Link for online testing the regex%3F)%3F(%3FP%3Cend_sep%3E%5B%5Ea-zA-Z0-9%5D))(%3FP%3Crest%3E.*)&test_string=2022-01-14T17.53.16_foo.bar&ignorecase=0&multiline=0&dotall=0&verbose=1)

nbehrnd commented 2 years ago

Compared to this rich manifold, the filter «is it at all one of the patterns issued by date2name» in my testing script

if (re.search("^\d{4}-[012]\d-[0-3]\d_", old_filename) or
    re.search('^\d{4}-[012]\d-[0-3]\dT[012]\d\.[0-5]\d\.[0-5]\d_', old_filename) or
    re.search("^\d{4}[012]\d[0-3]\d_", old_filename) or
    re.search("^\d{4}-[012]\d_", old_filename) or
    re.search("^\d{2}[012]\d[0-3]\d_", old_filename)):

    # enter the inner loop

appears naïve, because it does not consider a set this large of separators between the decimals.
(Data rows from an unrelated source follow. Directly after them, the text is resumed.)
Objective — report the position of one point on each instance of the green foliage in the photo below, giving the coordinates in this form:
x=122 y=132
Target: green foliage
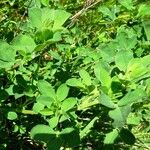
x=80 y=83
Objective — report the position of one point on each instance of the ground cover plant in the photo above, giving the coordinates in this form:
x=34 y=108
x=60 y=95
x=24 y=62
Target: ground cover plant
x=74 y=74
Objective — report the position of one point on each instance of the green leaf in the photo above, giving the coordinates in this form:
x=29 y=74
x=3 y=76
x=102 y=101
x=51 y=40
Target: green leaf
x=144 y=10
x=45 y=100
x=132 y=97
x=37 y=107
x=46 y=112
x=67 y=130
x=119 y=115
x=122 y=59
x=62 y=92
x=86 y=79
x=127 y=136
x=35 y=17
x=106 y=100
x=146 y=25
x=110 y=137
x=127 y=4
x=24 y=43
x=53 y=121
x=11 y=115
x=133 y=119
x=68 y=104
x=102 y=75
x=59 y=19
x=86 y=129
x=46 y=89
x=67 y=141
x=55 y=144
x=135 y=69
x=126 y=41
x=43 y=133
x=75 y=83
x=7 y=55
x=43 y=18
x=107 y=12
x=45 y=2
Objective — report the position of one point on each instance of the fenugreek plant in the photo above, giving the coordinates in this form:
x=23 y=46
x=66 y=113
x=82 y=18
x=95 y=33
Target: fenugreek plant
x=75 y=75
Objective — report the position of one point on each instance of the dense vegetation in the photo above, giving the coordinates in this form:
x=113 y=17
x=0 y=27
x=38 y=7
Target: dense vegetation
x=74 y=75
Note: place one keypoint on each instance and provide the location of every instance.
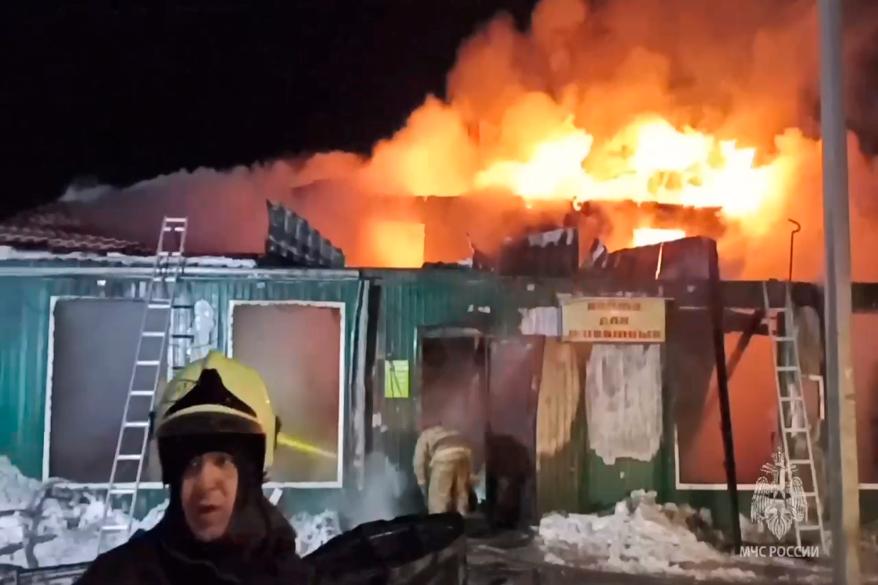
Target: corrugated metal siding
(25, 342)
(410, 301)
(575, 480)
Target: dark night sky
(123, 93)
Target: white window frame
(341, 307)
(47, 415)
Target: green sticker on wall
(396, 379)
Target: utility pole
(844, 490)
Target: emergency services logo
(778, 500)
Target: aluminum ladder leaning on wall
(156, 327)
(792, 411)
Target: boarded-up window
(93, 345)
(298, 350)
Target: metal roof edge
(115, 271)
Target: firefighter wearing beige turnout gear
(443, 468)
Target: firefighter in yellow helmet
(216, 434)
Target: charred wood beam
(716, 309)
(751, 330)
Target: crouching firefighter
(443, 469)
(216, 434)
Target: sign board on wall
(613, 320)
(396, 379)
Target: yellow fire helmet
(217, 394)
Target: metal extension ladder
(792, 410)
(134, 430)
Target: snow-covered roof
(8, 253)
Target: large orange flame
(648, 160)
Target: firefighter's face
(210, 485)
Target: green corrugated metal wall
(411, 300)
(24, 339)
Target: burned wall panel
(514, 377)
(297, 350)
(94, 344)
(751, 392)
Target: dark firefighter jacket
(166, 555)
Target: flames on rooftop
(652, 120)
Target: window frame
(341, 306)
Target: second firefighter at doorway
(443, 469)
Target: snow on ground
(66, 526)
(640, 536)
(312, 532)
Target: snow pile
(640, 536)
(16, 490)
(312, 532)
(44, 525)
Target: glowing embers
(651, 236)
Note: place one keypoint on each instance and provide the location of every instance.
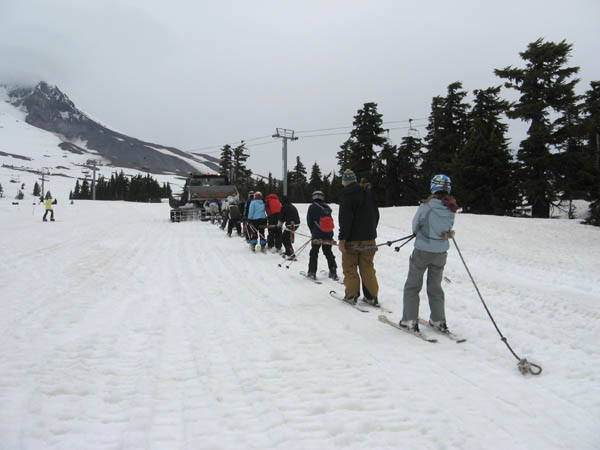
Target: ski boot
(439, 325)
(371, 301)
(352, 300)
(410, 325)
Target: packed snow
(121, 329)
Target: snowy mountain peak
(47, 107)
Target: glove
(447, 235)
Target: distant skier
(320, 223)
(245, 210)
(273, 209)
(48, 204)
(225, 212)
(257, 221)
(432, 225)
(291, 221)
(358, 220)
(213, 209)
(235, 216)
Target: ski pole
(524, 365)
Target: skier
(273, 209)
(48, 204)
(290, 219)
(234, 214)
(432, 225)
(257, 220)
(245, 210)
(225, 212)
(358, 220)
(320, 223)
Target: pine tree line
(119, 187)
(558, 161)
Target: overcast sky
(196, 74)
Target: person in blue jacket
(432, 225)
(257, 218)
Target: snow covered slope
(122, 330)
(25, 150)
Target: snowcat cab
(199, 191)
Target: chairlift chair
(412, 132)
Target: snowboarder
(358, 220)
(432, 225)
(320, 223)
(273, 209)
(257, 220)
(291, 221)
(48, 204)
(234, 218)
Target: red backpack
(326, 224)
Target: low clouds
(194, 74)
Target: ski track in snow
(123, 330)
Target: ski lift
(412, 132)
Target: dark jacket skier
(317, 211)
(358, 220)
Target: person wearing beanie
(432, 225)
(348, 177)
(358, 220)
(291, 222)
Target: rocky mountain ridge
(48, 108)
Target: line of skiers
(358, 219)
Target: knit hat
(348, 177)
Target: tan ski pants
(363, 261)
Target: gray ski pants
(434, 263)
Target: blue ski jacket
(431, 220)
(257, 210)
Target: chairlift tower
(286, 135)
(93, 165)
(44, 173)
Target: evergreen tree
(343, 156)
(297, 182)
(544, 87)
(591, 108)
(315, 182)
(364, 138)
(226, 163)
(483, 170)
(446, 131)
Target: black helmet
(318, 195)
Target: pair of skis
(449, 334)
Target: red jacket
(272, 204)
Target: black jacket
(289, 214)
(313, 219)
(358, 216)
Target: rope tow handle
(524, 366)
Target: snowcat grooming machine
(199, 191)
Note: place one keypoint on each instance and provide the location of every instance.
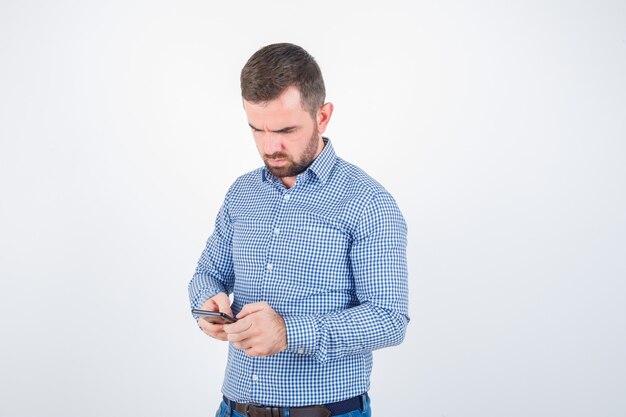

Rather, I speculate your variations anticipate/are a requirement to render appendfilename (maybe already date2name) functional in (Linux .and. MacOS .and. Windows) for time stamps set by date2name, as well as by other time stamp programs.

(And because my current focus is on what GLT18 showcased after presenting filetags, date2name's pattern compact/month/short are currently not used by mine.)